Bacteria, as some of the smallest and most numerous organisms on Earth, utilize a wide variety of mechanisms to ensure that they both survive and flourish. When bacteria exist as freely-moving single cells, their patterns of movement and migration are crucial in ensuring that they find a suitable microenvironment to sustain them and allow for cell division.¹ Most bacteria are capable of directional migration through taxis, wherein they can respond to both positive and negative stimuli.² Different bacteria species display many types of taxis for different forms of stimuli,² such as aerotaxis, magnetotaxis, or phototaxis. However, the most common and well-understood form is chemotaxis—movement along a gradient of a chemical species, known as a “chemoeffector.”

Chemotaxis enables bacteria to move to regions with high concentrations of food or signaling molecules, in which case these chemical species would serve as chemoattractants, or to move away from regions with high concentrations of certain molecules which act as chemorepellents.³ Characterization of bacterial chemotaxis has traditionally used capillary assays, agar plate assays, or transwell assays, but these methods are incapable of generating highly controlled gradients or demonstrating chemotaxis as it occurs, as well as being experimentally difficult to characterize accurately.^4–6 Microfluidic gradient generators offer novel, highly controllable platforms for the study of bacterial chemotaxis.^7–12 Flow-based gradient generators in particular, yield gradients that are stable over long periods of time, a highly useful property when examining bacterial behavior. Despite significant research efforts, flow-based gradient generators have achieved mixed success at accurately capturing the highly subtle chemotactic responses exhibited by bacteria.^8,9,11,13 More experimental work and theoretical simulations are needed to demonstrate whether these platforms can successfully be used for characterizing bacterial chemotaxis.
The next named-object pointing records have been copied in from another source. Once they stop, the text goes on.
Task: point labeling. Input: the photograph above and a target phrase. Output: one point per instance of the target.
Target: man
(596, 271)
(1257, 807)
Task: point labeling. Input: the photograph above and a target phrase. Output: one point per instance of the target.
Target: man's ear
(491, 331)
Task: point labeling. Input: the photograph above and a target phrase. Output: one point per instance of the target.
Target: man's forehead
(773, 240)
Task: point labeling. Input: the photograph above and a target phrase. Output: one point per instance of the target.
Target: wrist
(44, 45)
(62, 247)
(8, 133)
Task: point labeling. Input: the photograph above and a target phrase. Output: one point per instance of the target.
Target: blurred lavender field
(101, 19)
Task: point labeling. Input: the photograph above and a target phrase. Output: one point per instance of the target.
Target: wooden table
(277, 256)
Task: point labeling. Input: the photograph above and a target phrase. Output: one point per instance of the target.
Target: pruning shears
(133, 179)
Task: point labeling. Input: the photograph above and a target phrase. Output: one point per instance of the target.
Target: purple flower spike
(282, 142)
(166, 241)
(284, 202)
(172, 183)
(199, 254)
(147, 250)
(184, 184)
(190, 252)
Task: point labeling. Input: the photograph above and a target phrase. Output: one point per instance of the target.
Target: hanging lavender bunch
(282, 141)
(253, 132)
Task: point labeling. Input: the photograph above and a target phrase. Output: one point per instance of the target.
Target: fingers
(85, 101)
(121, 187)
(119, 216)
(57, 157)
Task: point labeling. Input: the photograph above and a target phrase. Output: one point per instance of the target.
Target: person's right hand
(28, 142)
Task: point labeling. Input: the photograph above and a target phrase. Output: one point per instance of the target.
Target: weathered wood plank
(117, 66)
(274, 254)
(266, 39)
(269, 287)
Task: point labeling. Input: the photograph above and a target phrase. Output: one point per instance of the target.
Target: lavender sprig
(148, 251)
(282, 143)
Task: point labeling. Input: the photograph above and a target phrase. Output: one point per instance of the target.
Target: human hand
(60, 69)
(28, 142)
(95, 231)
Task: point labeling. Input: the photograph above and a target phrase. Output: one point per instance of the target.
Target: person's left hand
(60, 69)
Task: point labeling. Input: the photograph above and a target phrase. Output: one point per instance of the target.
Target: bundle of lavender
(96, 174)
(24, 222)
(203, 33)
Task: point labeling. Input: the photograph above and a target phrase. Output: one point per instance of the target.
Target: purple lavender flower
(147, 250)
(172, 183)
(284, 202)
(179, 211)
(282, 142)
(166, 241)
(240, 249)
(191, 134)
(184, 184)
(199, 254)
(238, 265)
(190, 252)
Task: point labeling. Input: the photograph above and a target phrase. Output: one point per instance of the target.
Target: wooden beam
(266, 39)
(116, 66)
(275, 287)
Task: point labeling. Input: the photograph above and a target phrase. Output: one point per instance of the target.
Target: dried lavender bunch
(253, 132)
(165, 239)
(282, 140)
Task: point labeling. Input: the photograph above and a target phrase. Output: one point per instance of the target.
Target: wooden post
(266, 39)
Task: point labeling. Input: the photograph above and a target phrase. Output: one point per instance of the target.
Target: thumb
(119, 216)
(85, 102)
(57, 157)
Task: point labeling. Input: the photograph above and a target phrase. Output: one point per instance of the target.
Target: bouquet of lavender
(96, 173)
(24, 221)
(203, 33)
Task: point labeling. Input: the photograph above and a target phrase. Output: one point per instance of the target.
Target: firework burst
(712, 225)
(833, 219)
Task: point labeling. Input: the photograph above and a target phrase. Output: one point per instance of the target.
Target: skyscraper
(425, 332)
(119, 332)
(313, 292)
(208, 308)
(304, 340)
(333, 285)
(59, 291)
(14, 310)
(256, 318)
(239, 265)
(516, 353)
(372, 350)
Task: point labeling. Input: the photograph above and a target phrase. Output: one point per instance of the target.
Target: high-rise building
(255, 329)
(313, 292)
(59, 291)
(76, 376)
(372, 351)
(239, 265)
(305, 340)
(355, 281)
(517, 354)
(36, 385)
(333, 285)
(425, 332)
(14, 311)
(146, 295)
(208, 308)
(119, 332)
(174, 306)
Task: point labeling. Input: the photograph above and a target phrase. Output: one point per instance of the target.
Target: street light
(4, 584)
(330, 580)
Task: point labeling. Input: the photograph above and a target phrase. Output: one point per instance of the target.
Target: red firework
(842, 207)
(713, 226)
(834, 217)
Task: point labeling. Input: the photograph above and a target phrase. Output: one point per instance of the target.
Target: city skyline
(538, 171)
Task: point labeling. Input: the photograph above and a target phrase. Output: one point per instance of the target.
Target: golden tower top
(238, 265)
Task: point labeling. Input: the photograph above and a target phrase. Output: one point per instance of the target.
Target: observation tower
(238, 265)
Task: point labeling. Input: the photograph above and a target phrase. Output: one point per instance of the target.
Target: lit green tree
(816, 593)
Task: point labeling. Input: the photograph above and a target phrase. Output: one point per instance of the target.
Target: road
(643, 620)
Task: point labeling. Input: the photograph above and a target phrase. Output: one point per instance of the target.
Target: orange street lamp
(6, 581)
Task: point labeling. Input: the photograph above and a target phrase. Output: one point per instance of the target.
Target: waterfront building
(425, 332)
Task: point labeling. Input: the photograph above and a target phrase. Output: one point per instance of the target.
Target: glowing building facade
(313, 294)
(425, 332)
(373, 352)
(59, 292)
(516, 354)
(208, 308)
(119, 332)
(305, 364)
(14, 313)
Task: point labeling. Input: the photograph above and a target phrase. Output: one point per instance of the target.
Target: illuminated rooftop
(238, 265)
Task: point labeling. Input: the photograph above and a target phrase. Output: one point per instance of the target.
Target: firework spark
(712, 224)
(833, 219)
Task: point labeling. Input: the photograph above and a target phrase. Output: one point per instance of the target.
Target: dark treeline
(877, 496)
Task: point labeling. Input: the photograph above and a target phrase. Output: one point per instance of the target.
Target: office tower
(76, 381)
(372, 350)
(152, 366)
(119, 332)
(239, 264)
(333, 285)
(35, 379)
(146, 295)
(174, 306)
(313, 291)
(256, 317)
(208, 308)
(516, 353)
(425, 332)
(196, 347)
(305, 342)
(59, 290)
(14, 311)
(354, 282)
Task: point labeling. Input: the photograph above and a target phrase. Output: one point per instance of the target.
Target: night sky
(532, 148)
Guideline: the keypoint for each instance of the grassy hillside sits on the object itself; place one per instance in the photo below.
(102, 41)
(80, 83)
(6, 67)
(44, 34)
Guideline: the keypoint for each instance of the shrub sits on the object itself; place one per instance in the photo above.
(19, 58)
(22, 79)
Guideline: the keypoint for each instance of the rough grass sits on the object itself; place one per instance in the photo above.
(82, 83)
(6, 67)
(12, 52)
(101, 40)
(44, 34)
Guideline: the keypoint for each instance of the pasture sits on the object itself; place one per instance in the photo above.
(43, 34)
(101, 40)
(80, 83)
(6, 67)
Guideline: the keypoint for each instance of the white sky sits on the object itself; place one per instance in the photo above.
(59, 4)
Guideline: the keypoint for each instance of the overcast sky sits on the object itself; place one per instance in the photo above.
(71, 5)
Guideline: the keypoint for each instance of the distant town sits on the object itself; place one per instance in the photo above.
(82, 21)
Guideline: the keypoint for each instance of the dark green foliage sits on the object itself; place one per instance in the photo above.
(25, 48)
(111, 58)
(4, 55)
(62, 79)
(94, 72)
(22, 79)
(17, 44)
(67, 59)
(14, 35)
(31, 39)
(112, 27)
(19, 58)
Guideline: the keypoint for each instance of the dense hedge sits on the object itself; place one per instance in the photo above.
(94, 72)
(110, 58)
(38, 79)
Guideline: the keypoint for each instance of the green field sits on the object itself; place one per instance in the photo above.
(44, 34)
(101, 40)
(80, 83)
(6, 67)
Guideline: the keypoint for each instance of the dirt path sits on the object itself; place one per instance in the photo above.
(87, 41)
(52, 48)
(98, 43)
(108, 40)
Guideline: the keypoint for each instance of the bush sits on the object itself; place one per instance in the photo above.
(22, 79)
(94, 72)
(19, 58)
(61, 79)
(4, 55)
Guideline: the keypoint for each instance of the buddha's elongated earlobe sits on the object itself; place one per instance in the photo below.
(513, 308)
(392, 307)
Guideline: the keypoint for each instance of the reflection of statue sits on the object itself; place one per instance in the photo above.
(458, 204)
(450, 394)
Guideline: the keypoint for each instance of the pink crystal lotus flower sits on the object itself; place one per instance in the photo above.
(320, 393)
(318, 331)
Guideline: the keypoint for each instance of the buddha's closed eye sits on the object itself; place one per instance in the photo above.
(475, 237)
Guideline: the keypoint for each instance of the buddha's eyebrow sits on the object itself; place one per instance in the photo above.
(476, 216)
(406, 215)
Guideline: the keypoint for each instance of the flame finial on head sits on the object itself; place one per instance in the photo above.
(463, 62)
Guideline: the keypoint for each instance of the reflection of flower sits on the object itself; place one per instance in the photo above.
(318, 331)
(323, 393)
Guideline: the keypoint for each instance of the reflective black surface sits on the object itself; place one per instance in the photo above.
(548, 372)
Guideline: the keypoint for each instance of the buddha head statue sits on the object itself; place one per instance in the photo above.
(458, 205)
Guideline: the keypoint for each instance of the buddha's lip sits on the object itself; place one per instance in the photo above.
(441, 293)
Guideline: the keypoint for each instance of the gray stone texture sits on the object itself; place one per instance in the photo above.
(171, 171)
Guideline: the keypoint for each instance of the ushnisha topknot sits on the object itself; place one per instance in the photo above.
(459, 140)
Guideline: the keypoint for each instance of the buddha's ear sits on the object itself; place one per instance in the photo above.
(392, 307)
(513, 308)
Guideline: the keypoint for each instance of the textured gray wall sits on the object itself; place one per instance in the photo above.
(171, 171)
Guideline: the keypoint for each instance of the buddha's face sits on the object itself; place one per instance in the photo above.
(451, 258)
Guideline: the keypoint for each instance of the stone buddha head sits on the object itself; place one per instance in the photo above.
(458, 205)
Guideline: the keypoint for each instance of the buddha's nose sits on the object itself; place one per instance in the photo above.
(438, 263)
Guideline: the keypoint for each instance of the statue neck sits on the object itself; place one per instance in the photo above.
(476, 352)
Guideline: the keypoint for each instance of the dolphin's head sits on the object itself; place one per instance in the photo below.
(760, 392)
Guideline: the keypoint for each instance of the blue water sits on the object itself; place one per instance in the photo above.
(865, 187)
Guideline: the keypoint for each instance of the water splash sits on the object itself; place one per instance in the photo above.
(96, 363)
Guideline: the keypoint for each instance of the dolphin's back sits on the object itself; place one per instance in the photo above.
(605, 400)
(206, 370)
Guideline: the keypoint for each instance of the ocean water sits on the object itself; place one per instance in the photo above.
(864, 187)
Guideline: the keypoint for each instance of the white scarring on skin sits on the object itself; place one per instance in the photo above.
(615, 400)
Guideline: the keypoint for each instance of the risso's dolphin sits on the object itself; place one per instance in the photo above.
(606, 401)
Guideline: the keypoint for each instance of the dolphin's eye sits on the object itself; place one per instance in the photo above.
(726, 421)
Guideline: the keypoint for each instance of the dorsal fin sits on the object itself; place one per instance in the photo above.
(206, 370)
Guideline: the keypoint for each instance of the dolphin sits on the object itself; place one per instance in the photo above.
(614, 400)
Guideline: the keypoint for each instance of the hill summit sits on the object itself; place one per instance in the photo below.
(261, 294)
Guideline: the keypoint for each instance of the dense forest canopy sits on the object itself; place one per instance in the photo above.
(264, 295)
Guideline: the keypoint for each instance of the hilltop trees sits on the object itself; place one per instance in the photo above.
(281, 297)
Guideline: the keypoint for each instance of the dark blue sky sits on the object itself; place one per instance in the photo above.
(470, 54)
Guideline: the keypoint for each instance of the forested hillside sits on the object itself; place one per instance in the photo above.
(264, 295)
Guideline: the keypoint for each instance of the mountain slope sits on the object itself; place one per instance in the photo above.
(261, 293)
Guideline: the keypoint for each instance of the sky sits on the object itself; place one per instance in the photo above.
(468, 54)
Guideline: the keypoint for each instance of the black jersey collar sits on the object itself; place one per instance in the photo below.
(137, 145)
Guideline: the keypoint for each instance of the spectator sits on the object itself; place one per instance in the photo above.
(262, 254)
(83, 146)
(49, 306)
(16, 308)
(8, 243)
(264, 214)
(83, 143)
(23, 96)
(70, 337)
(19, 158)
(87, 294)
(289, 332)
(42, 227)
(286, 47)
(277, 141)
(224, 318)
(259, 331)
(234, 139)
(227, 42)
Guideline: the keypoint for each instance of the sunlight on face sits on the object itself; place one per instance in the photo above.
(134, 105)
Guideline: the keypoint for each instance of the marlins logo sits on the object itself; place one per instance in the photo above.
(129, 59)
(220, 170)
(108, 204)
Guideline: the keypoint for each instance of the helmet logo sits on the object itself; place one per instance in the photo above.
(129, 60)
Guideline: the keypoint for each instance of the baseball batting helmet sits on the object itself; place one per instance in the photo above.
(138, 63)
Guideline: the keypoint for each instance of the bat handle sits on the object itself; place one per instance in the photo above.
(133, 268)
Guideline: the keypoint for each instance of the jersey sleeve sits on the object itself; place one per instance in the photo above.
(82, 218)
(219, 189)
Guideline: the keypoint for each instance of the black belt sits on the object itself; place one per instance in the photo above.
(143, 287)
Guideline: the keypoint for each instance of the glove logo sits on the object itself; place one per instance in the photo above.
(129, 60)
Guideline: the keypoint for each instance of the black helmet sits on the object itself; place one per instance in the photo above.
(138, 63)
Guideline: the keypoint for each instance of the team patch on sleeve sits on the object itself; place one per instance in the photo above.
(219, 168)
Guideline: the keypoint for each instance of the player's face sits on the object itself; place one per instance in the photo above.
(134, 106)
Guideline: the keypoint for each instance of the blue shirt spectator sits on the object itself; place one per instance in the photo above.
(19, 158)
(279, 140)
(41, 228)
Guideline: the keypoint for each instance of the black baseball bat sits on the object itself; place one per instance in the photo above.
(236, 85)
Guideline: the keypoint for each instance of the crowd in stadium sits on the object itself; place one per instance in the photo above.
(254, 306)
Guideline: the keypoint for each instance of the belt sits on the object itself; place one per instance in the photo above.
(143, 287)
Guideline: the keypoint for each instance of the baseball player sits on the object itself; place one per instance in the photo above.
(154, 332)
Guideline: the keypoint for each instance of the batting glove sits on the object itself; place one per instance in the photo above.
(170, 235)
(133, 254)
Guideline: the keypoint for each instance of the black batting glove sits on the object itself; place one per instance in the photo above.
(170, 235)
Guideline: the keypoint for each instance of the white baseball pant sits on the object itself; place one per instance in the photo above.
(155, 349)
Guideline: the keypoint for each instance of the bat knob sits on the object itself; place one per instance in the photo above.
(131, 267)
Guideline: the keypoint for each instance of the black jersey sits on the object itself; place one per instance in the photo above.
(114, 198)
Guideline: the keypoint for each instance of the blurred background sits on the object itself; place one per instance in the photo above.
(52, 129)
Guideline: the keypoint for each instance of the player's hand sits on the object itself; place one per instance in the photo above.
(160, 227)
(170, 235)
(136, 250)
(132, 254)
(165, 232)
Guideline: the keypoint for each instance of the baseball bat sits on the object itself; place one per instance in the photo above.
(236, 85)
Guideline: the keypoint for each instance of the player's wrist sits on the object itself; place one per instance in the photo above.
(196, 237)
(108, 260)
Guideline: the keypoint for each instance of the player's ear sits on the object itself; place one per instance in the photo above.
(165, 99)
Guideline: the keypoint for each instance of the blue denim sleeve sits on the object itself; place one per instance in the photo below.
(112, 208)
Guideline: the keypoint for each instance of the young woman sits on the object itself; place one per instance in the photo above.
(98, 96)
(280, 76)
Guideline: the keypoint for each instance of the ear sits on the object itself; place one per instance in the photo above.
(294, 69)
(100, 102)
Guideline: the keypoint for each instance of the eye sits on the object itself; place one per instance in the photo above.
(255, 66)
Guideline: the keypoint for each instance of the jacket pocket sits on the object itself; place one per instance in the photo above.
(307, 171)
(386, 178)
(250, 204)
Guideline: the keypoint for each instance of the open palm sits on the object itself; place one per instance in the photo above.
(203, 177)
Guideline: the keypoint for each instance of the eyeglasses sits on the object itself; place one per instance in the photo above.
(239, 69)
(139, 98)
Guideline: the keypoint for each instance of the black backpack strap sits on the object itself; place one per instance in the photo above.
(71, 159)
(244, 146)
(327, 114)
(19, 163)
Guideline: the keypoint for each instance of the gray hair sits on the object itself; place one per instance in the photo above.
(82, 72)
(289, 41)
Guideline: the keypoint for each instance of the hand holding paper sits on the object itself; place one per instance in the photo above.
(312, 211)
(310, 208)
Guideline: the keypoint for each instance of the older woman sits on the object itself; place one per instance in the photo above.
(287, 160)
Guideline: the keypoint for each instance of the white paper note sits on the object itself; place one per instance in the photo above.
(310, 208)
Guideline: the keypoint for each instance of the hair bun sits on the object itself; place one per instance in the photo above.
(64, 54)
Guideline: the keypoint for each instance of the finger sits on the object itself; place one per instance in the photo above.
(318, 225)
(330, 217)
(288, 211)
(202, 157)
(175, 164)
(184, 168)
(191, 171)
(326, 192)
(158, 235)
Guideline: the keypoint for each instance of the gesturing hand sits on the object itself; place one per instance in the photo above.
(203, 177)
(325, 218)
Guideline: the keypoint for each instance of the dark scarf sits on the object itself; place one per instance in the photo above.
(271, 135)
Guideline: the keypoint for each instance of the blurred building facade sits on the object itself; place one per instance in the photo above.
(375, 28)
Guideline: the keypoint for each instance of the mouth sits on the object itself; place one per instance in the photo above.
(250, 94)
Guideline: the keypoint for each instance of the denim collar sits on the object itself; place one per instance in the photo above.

In this perspective report, we examine some of the complications of flow-based gradient generators based on analysis of some previously published versions of flow-based gradient generators, the theories that govern their gradient-generating properties, and additional practical considerations that result from experimental factors. We conclude that flow-based gradient generators present a challenge inherent to their design, in that, residence time and gradient decay must be finely balanced, and that, this significantly narrows the window for reliable observation and quantification of chemotactic motion. This challenge is compounded by the effects of shear on an ellipsoidal bacterium that causes it to preferentially align with the direction of flow and subsequently suppresses the cross-flow chemotactic response. These problems suggest that a static, non-flowing gradient generator may be a more suitable platform for chemotaxis studies in the long run, despite posing greater difficulties in design, fabrication, and packaging.^7,12,14–16

II. FLOW-BASED MICROFLUIDICS GRADIENT GENERATORS FOR BACTERIAL CHEMOTAXIS STUDIES

Device designs utilizing diffusion across the interface of flowing solutions have been applied for studying bacterial chemotaxis. There are comprehensive review papers in literature that have outlined the development and the variety of flow-based microfluidic devices for bacterial chemotaxis^17–19 as well as for general biomedical research.^20–22 Here, we summarize a few flow-based microfluidic designs that many of these devices share in common. The simplest design of a microfluidic gradient generator is shown in Figure 1(a), where two streams of fluid, one containing a chemoeffector, join together at a junction. For the simulation with COMSOL software, the diffusing molecule is glucose with the molecular weight of 180.2 g/mol, and the flow rate through each individual inlet is 1.0 μl/min. The chemoeffector diffuses across the interface between the two streams, generating a Gaussian concentration profile shown in Figure 1(b). This concentration profile gradually flattens as the fluids continue down the main channel.

FIG. 1.

(a) A simple two-inlet microfluidic gradient generator simulated using COMSOL multiphysics software. The diffusing molecule is glucose with the molecular weight of 180.2 g/mol, and the flow rate through each individual inlet is 1.0 μl/min. (b) The concentration of the molecule at a cross-section of the main channel at the outlet.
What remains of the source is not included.